Ware filosofie verleidt ons volgens Ibn Daud niet van religie; het heeft eerder de neiging om het te versterken en te verstevigen. Bovendien is het de plicht van iedere denkende Jood om bekend te raken met de harmonie die bestaat tussen de fundamentele leerstellingen van het jodendom en die van de filosofie, en, waar ze elkaar lijken tegen te spreken, om een manier te zoeken om ze met elkaar te verzoenen. Ibn Daud benadrukt dat, hoe hoog de filosofie ook mag worden gewaardeerd, de religie van het jodendom de voorkeur verdient. Kennis, die door filosofen was verworven door de evolutie van enkele duizenden jaren, en na het overwinnen van de ernstigste fouten, was vanaf het begin aan het jodendom geschonken door middel van openbaring. Wat de morele waarheden betreft, kan zelfs als waarschijnlijk worden aangenomen dat de filosofen deze niet door onafhankelijke studie hebben bereikt, maar veeleer onder invloed van de leerstellingen van de Heilige Schrift.

Afwijking van Aristoteles[bewerken | brontekst bewerken]

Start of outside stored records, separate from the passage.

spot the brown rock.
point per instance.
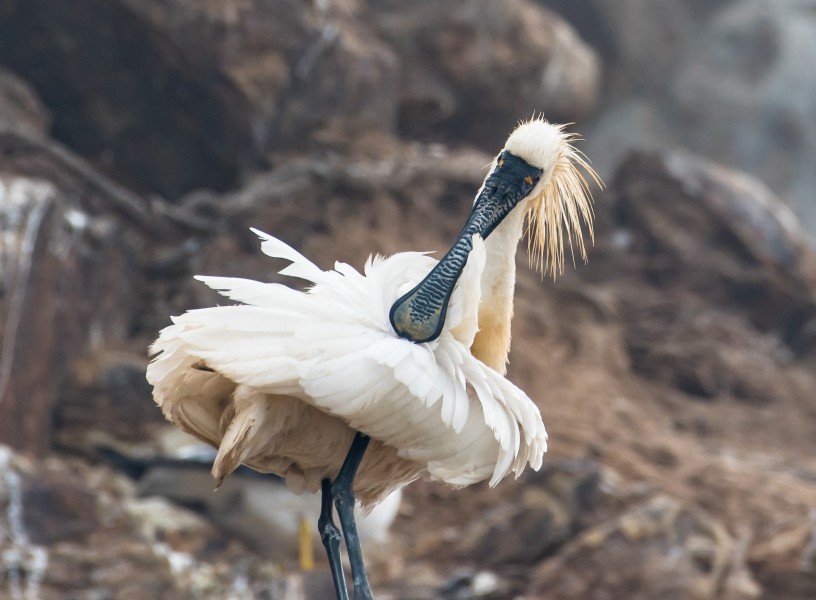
(660, 549)
(473, 69)
(19, 105)
(311, 75)
(122, 94)
(67, 280)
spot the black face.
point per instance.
(419, 315)
(510, 182)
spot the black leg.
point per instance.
(344, 501)
(331, 537)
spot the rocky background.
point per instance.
(139, 139)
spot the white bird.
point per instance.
(377, 378)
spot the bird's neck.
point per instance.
(492, 342)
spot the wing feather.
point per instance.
(332, 347)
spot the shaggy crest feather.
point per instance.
(561, 203)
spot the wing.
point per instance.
(333, 347)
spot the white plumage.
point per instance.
(284, 380)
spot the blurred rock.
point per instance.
(725, 80)
(20, 107)
(311, 74)
(541, 516)
(123, 94)
(473, 68)
(68, 530)
(722, 235)
(67, 280)
(660, 549)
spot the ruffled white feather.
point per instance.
(223, 373)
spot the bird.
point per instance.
(362, 382)
(241, 506)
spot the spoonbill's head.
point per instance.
(538, 171)
(541, 172)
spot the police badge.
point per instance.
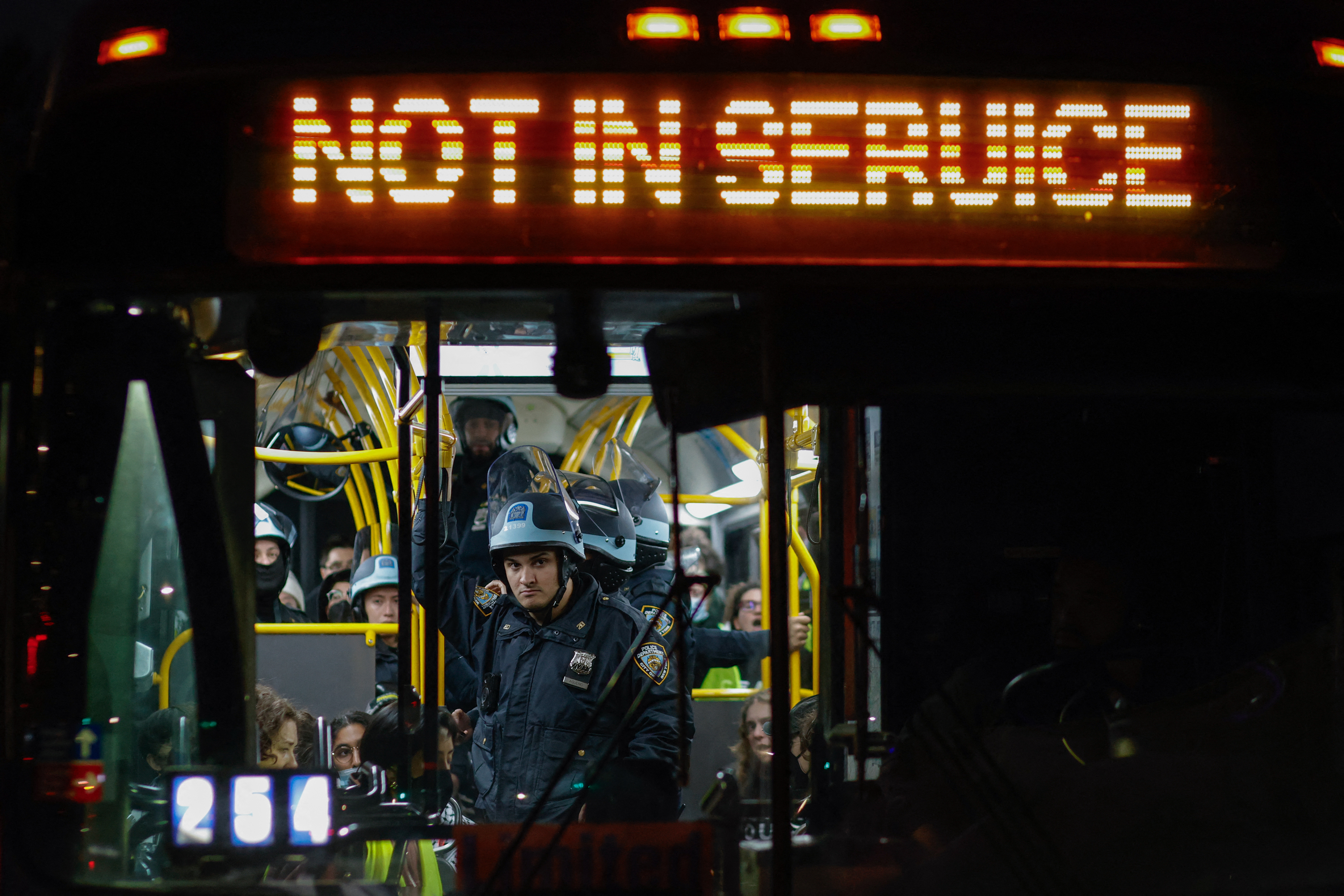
(484, 600)
(664, 625)
(581, 667)
(653, 660)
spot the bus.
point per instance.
(999, 344)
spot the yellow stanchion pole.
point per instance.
(375, 530)
(765, 582)
(355, 510)
(796, 657)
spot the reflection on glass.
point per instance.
(138, 612)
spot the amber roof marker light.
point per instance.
(662, 23)
(753, 23)
(134, 43)
(845, 25)
(1330, 53)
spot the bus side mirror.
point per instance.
(283, 336)
(582, 368)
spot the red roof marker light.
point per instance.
(753, 23)
(1330, 53)
(846, 25)
(662, 23)
(132, 45)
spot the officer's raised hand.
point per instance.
(799, 630)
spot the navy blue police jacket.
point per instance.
(705, 648)
(544, 702)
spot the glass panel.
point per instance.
(138, 616)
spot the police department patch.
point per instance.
(653, 660)
(484, 600)
(664, 624)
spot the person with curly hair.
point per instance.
(753, 747)
(278, 727)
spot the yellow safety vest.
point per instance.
(378, 859)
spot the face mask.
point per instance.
(271, 580)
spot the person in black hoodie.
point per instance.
(273, 546)
(487, 426)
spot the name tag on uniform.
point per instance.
(581, 667)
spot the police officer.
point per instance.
(651, 582)
(273, 546)
(487, 428)
(375, 597)
(545, 647)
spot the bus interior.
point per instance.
(1049, 455)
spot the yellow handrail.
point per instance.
(167, 664)
(711, 499)
(810, 569)
(355, 510)
(738, 442)
(584, 438)
(326, 459)
(638, 418)
(375, 530)
(326, 628)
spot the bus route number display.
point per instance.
(724, 170)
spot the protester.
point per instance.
(753, 747)
(347, 734)
(278, 726)
(336, 558)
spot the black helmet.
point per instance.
(269, 523)
(639, 489)
(492, 407)
(608, 530)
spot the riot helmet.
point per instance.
(608, 530)
(269, 523)
(273, 526)
(377, 571)
(529, 508)
(639, 489)
(490, 407)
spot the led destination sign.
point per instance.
(725, 170)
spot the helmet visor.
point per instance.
(635, 481)
(604, 519)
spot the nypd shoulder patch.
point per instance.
(664, 625)
(484, 600)
(653, 660)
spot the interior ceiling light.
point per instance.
(662, 23)
(846, 25)
(753, 23)
(134, 43)
(1330, 53)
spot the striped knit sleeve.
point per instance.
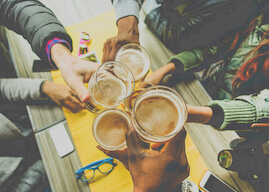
(235, 112)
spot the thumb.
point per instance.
(81, 91)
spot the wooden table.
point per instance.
(60, 171)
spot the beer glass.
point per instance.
(136, 58)
(159, 113)
(109, 128)
(139, 86)
(109, 86)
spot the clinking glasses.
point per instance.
(104, 166)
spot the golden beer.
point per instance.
(109, 128)
(109, 86)
(159, 113)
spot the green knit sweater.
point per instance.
(243, 109)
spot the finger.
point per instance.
(133, 141)
(68, 107)
(83, 93)
(157, 146)
(75, 100)
(106, 49)
(145, 145)
(176, 144)
(74, 107)
(120, 155)
(112, 53)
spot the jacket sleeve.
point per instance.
(244, 109)
(192, 59)
(20, 90)
(35, 22)
(124, 8)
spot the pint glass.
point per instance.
(136, 58)
(139, 87)
(109, 86)
(159, 113)
(109, 128)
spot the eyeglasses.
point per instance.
(104, 166)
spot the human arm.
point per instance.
(154, 170)
(232, 114)
(24, 90)
(39, 26)
(184, 62)
(35, 22)
(127, 15)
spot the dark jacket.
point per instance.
(35, 22)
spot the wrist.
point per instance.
(60, 54)
(199, 114)
(170, 68)
(128, 24)
(46, 88)
(137, 189)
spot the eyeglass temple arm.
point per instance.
(260, 127)
(92, 164)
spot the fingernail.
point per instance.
(84, 96)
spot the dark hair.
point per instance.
(253, 75)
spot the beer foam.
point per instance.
(159, 113)
(113, 90)
(136, 61)
(110, 128)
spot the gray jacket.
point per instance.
(18, 91)
(35, 22)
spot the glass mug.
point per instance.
(136, 58)
(109, 86)
(109, 128)
(159, 113)
(139, 87)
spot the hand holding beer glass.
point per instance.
(109, 128)
(136, 58)
(109, 86)
(159, 113)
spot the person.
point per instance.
(243, 97)
(20, 162)
(161, 168)
(182, 24)
(49, 40)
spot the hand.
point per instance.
(199, 114)
(157, 76)
(63, 96)
(159, 169)
(74, 71)
(127, 33)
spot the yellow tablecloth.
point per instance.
(119, 180)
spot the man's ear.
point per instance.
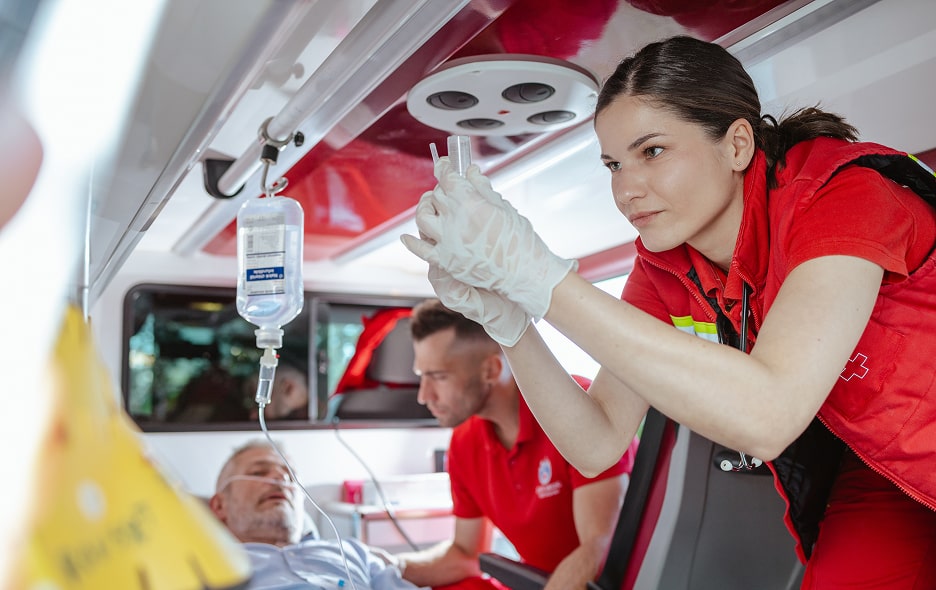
(216, 503)
(492, 367)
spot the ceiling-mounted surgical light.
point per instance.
(504, 95)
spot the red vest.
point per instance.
(884, 404)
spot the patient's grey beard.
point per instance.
(279, 526)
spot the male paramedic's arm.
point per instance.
(595, 508)
(449, 561)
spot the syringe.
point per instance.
(459, 152)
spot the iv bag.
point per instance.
(269, 265)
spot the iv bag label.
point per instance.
(264, 255)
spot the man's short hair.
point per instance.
(430, 316)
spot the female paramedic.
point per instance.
(802, 249)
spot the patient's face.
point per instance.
(265, 510)
(450, 378)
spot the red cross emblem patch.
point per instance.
(855, 368)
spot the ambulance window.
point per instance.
(190, 361)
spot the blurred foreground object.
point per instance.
(105, 515)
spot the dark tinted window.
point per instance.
(190, 361)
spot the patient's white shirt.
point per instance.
(317, 565)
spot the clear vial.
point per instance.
(269, 265)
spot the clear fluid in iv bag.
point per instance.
(269, 261)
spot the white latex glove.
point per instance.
(471, 232)
(503, 320)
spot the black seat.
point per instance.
(686, 524)
(392, 385)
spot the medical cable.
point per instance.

Het is waar dat ibn Daud op bepaalde punten niet altijd conflicten met de leerstellingen van Aristoteles kon vermijden: dit gold vooral voor het scheppingsverhaal van Aristoteles. Volgens Aristoteles is alles wat tot stand komt het resultaat van de versmelting van materie tot een bepaalde vorm; materie is daarom de noodzakelijke basis voor elke ontstaansgeschiedenis. De primaire materie zelf, als de substantie die alle bestaande dingen gemeenschappelijk hebben, moet daarom zonder begin zijn en eeuwig zijn. Maar de aanvaarding van reeds bestaande en eeuwige materie kan niet in overeenstemming worden gebracht met de Bijbelse scheppingsverhaal, die een schepping uit het niets impliceert, en onderworpen aan de tijd. Uit dit conflict, dat er later voor zorgde dat Maimonides de autoriteit van Aristoteles in alle transcendentale zaken betwistte, kon Ibn Daud zichzelf niet losmaken en daarom probeert hij liever over de bestaande moeilijkheden heen te glijden dan ze op te lossen. Want hij stelt het verloop van de schepping voor als een reeks creatieve handelingen; wat herinnert aan de leer van Gabirol over de opeenvolging van de verschillende stoffen. Maar hij geeft later zelf toe dat dit slechts een hypothese was om te voldoen aan de behoefte om een architectonische afwerking aan onze begrippen te geven, bedoeld om het geleidelijke proces van dingen te markeren dat eruit zou voortvloeien als de schepping werkelijk alle stadia van het bestaan had doorlopen, van de primaire materie tot de schepping, wat voor ons niet waarneembaar is, tot alle individuele dingen, hoewel sommige van deze stadia kunnen worden beschouwd als gedeeltelijk alleen bestaand in abstracte begrippen. Het toegeven van de mogelijkheid van een dergelijk geleidelijk scheppingsproces zou volgens ibn Daud echter in tegenspraak zijn met onze opvatting van Gods manier van handelen.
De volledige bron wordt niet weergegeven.